3 thoughts on “The post I’d rather not write

    Jenny said:
    May 18, 2011 at 9:26 pm

    My dear friend, it is so late here, I only came down the stairs because I remembered that I forgot to let the dog in. Mostly asleep in my brain.

    Thank you for being brave and sharing,baring it all, with us. Much love to you, praying you will find the answers you need!

    Laenie said:
    May 18, 2011 at 9:46 pm

    *hugs* friend.. I just want to say I’ve been there, since you’re being honest, I will to.. Come on over for a playdate and some chat some day! I’ll be praying for you!!
    Love.. me.

    singspeakgloryseek said:
    May 19, 2011 at 8:56 am

    Missy, I’m so sorry you’re suffering. There’s no easy answer to this. I just want you to know that many great men and women of God have suffered with this.
    Martin Luther himself endured many instances of depression. He described the experience in varied terms: melancholy, heaviness, depression, dejection of spirit; downcast, sad, downhearted. He suffered in this area for much of his life and often revealed these struggles in his works. Evidently he did not think it a shameful problem to be hidden. A good article:

    Charles Spurgeon suffered debilitating bouts of depression all his life.

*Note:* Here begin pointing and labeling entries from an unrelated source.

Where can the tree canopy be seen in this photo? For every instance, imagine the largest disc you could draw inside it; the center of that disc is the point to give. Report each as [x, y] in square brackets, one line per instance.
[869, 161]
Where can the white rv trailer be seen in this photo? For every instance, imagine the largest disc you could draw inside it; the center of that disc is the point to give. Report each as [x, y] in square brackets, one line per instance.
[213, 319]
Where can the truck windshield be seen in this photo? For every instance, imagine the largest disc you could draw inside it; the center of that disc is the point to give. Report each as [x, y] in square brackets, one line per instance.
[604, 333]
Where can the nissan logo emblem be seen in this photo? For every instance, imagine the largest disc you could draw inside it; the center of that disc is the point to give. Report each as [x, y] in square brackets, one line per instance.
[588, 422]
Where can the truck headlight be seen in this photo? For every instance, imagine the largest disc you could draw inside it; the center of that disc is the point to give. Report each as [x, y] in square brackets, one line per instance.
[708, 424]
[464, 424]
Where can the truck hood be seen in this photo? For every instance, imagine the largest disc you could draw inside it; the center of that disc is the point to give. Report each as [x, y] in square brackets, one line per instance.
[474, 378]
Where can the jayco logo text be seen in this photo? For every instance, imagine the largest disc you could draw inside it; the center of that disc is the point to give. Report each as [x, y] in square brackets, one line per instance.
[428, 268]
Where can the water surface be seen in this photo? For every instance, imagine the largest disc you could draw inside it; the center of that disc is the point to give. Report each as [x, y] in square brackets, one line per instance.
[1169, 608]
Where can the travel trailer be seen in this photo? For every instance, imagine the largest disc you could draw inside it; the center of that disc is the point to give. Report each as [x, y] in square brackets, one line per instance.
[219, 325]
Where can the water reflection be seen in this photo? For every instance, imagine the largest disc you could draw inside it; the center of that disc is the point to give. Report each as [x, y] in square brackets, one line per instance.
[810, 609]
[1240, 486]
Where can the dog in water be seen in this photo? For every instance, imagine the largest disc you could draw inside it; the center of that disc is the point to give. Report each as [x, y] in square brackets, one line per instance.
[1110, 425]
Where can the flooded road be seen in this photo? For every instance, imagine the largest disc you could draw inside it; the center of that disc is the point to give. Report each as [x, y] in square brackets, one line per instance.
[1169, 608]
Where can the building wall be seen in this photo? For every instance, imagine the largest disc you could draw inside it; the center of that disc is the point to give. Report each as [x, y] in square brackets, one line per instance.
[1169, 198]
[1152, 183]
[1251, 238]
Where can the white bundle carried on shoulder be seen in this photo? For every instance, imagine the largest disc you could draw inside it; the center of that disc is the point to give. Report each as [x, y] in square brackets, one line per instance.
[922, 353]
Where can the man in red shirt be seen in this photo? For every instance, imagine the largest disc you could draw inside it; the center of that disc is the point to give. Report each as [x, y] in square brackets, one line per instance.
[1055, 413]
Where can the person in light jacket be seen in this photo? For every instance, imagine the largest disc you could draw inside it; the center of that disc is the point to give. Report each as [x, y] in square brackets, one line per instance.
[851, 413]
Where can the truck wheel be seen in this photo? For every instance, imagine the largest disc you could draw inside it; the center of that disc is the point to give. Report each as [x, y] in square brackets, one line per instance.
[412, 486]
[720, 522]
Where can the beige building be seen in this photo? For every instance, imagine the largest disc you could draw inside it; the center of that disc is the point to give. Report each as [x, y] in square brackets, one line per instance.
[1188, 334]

    • “God is to me the Great Unknown. I believe in him, but I find him not.”—Adoniram Judson, America’s first foreign missionary.

    David was overwhelmed with grief and sadness, his heart was desolate, and his tears fell all night (Psa. 61:2, 77:2-3, 142:4, and 143:4). Jonah, Jeremiah (Jer. 15), Job, and Elijah (I Kings 19) are other examples. Whenever characters express rejection, loneliness, self-pity, hopelessness, overwhelming grief, and wish they had not been born, it seems they are expressing more than temporary sadness but classic symptoms of major depression. Paul had classic symptoms: his flesh had no rest, he was troubled on all sides, he was cast down, he had fears within, and he despaired of life (II Cor. 1:8 & 7:5-6). Hannah (I Samuel 1) had many of the symptoms of depression and her spiritual leader instantly and incorrectly accused her of a spiritual problem.

    • “Cursed be the day in which I was born!”—Jeremiah

    • “It is enough! Now, Lord, take my life.”—Elijah

    • “Conflicts without, fears within” … depressed.—Paul the apostle, in 2 Corinthians 7:6 (NASV)

    The non-depressed rarely understand the unrelenting pain involved, the feelings of hopelessness, and think the person should just pick themselves up and get over it. It is not that easy. In fact, when that part of the brain that mediates emotions is not functioning properly, medical help (not criticism) is often needed. from the article:

    Missy, when I was strugging so much with my depressions and anxiety, and I didn’t feel God’s presence, you were always there, telling me the thing I will tell you now: God is with you! Jesus is holding you! He will not let you walk through this valley alone!